In our conversation, Beck told me that she sees the fussily feminine presentation of many transwomen as a gendered expression of “blackface,” which she explicitly calls “womanface.” Women do not—or should not—need elaborate makeup and high heels to prove they are women, says Beck. When men perpetuate a stereotype to demonstrate their womanhood that Beck associates with oppression, she feels existentially mocked and de-valued in the same way that black people do when white people appropriate their colour.
The word “womanface” shocked me at first, considering its provocative leverage of a word associated with racism and the horror of slavery. Is it a reasonable analogy? Upon consideration, I think the analogy is justifiable when one considers the stakes for all women inherent in the anti-scientific dogmas against which Beck and Murphy are dissenting. These dogmas are penetrating and transforming the institutions tasked with upholding justice, individual freedoms and public safety.
As the transformation progresses, it becomes clear that, apart from vulnerable children, women are the principal victims in a zero sum cultural game: the pace and reach of trans rights is directly proportionate to the pace and reach of the erasure of women as a distinct sex with immutable characteristics.
If a lesbian cannot say on Twitter that a transwoman is a male identifying as a woman, or find herself welcome at Pride or treated as an equal on an official civic committee, then no woman or her daughters will be safe from identity erasure of some kind in her lifetime—somehow, somewhere, some day—by the same tyrants who hate Murphy and Beck for the heterodoxy they represent.

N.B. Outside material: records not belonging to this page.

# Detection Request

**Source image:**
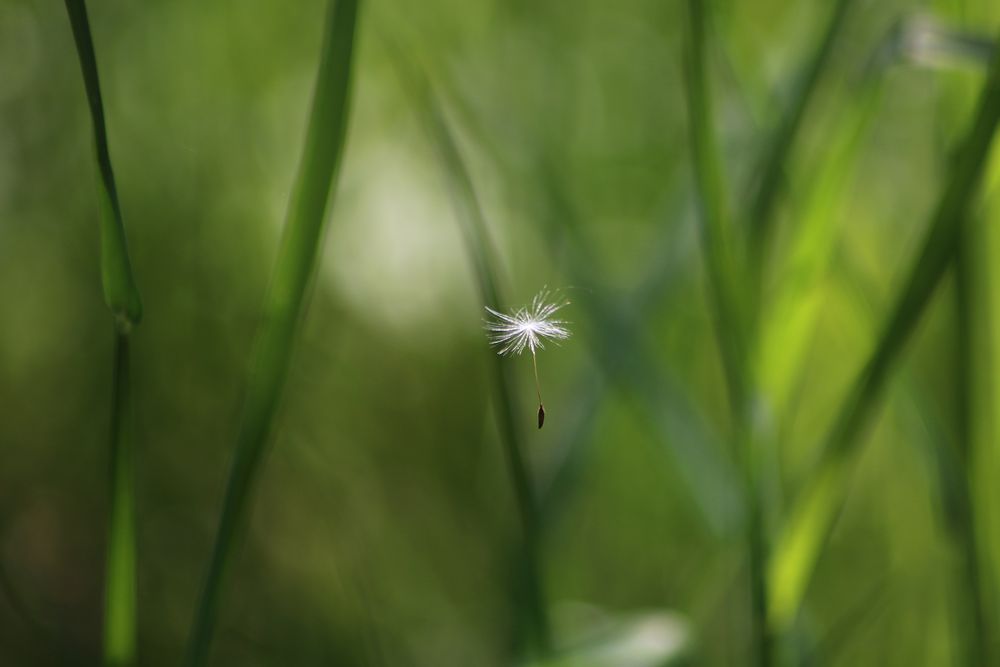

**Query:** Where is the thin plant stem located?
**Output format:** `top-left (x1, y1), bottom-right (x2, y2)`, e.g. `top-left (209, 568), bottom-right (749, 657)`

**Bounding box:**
top-left (942, 228), bottom-right (993, 665)
top-left (104, 333), bottom-right (136, 667)
top-left (66, 0), bottom-right (142, 667)
top-left (187, 0), bottom-right (359, 667)
top-left (686, 0), bottom-right (772, 667)
top-left (387, 56), bottom-right (552, 658)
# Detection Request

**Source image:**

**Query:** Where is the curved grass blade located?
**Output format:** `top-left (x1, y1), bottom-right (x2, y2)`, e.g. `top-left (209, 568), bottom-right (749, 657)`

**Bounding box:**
top-left (66, 0), bottom-right (142, 666)
top-left (187, 0), bottom-right (359, 666)
top-left (770, 35), bottom-right (1000, 627)
top-left (749, 0), bottom-right (854, 279)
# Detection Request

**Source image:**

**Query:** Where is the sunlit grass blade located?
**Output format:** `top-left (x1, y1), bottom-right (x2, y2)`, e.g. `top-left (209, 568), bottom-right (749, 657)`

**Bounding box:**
top-left (187, 0), bottom-right (359, 666)
top-left (66, 0), bottom-right (142, 666)
top-left (685, 0), bottom-right (746, 412)
top-left (758, 78), bottom-right (881, 419)
top-left (748, 0), bottom-right (854, 279)
top-left (426, 72), bottom-right (742, 537)
top-left (770, 32), bottom-right (1000, 626)
top-left (389, 52), bottom-right (552, 657)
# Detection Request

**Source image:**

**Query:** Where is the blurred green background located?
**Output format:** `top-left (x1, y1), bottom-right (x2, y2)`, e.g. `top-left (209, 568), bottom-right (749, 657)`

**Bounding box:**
top-left (0, 0), bottom-right (1000, 667)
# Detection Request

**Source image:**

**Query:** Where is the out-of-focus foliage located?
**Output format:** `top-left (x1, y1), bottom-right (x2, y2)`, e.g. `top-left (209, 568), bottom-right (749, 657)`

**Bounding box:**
top-left (0, 0), bottom-right (1000, 666)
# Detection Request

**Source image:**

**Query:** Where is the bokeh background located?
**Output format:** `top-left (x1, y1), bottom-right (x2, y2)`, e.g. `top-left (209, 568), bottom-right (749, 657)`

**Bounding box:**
top-left (0, 0), bottom-right (1000, 666)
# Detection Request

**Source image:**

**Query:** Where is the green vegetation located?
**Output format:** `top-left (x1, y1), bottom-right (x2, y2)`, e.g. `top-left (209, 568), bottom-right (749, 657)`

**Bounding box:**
top-left (0, 0), bottom-right (1000, 667)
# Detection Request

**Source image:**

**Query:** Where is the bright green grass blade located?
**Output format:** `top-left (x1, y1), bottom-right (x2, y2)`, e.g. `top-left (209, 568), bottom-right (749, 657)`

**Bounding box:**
top-left (66, 0), bottom-right (142, 330)
top-left (748, 0), bottom-right (854, 273)
top-left (387, 52), bottom-right (551, 658)
top-left (758, 79), bottom-right (881, 419)
top-left (685, 0), bottom-right (746, 412)
top-left (770, 34), bottom-right (1000, 627)
top-left (187, 0), bottom-right (359, 666)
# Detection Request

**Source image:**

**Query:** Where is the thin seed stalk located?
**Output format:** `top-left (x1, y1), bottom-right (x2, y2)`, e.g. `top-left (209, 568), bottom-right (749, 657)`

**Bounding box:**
top-left (65, 0), bottom-right (142, 667)
top-left (187, 0), bottom-right (359, 667)
top-left (685, 0), bottom-right (772, 667)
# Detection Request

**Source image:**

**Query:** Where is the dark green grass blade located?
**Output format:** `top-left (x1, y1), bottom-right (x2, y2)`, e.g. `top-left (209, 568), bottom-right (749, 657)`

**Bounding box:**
top-left (394, 58), bottom-right (551, 657)
top-left (771, 32), bottom-right (1000, 625)
top-left (187, 0), bottom-right (359, 665)
top-left (104, 333), bottom-right (136, 666)
top-left (537, 170), bottom-right (741, 536)
top-left (66, 0), bottom-right (142, 666)
top-left (685, 0), bottom-right (746, 411)
top-left (66, 0), bottom-right (142, 328)
top-left (426, 73), bottom-right (741, 537)
top-left (758, 76), bottom-right (882, 419)
top-left (749, 0), bottom-right (854, 273)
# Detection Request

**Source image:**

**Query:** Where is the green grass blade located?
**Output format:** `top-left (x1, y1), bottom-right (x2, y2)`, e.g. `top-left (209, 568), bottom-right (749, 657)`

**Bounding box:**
top-left (685, 0), bottom-right (773, 667)
top-left (66, 0), bottom-right (142, 667)
top-left (66, 0), bottom-right (142, 329)
top-left (187, 0), bottom-right (359, 665)
top-left (749, 0), bottom-right (854, 272)
top-left (770, 31), bottom-right (1000, 627)
top-left (422, 74), bottom-right (741, 537)
top-left (395, 62), bottom-right (551, 658)
top-left (758, 79), bottom-right (881, 418)
top-left (685, 0), bottom-right (746, 411)
top-left (104, 333), bottom-right (136, 667)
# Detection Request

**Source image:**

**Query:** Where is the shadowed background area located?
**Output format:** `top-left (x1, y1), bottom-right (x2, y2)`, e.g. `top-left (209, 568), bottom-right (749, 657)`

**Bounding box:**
top-left (0, 0), bottom-right (1000, 667)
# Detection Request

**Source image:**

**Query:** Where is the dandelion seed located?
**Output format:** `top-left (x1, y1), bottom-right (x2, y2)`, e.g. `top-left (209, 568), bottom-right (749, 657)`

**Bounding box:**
top-left (486, 289), bottom-right (569, 428)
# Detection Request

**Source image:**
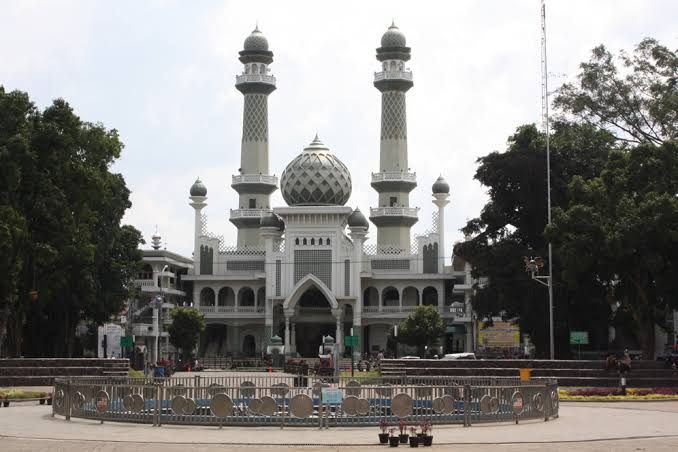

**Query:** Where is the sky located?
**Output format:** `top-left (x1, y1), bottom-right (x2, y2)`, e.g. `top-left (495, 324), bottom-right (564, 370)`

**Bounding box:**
top-left (0, 0), bottom-right (678, 256)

Whether women are feminists or not, straight or lesbian, mono or bi, conservative or progressive, evangelical Christian or secular: If you do not want to see our sex culturally eradicated; or even if you disagree with Murphy and Beck, but believe in their right to speak their minds without fear of systemically-endorsed punishment, stand with these courageous women, and join your voice to theirs in solidarity.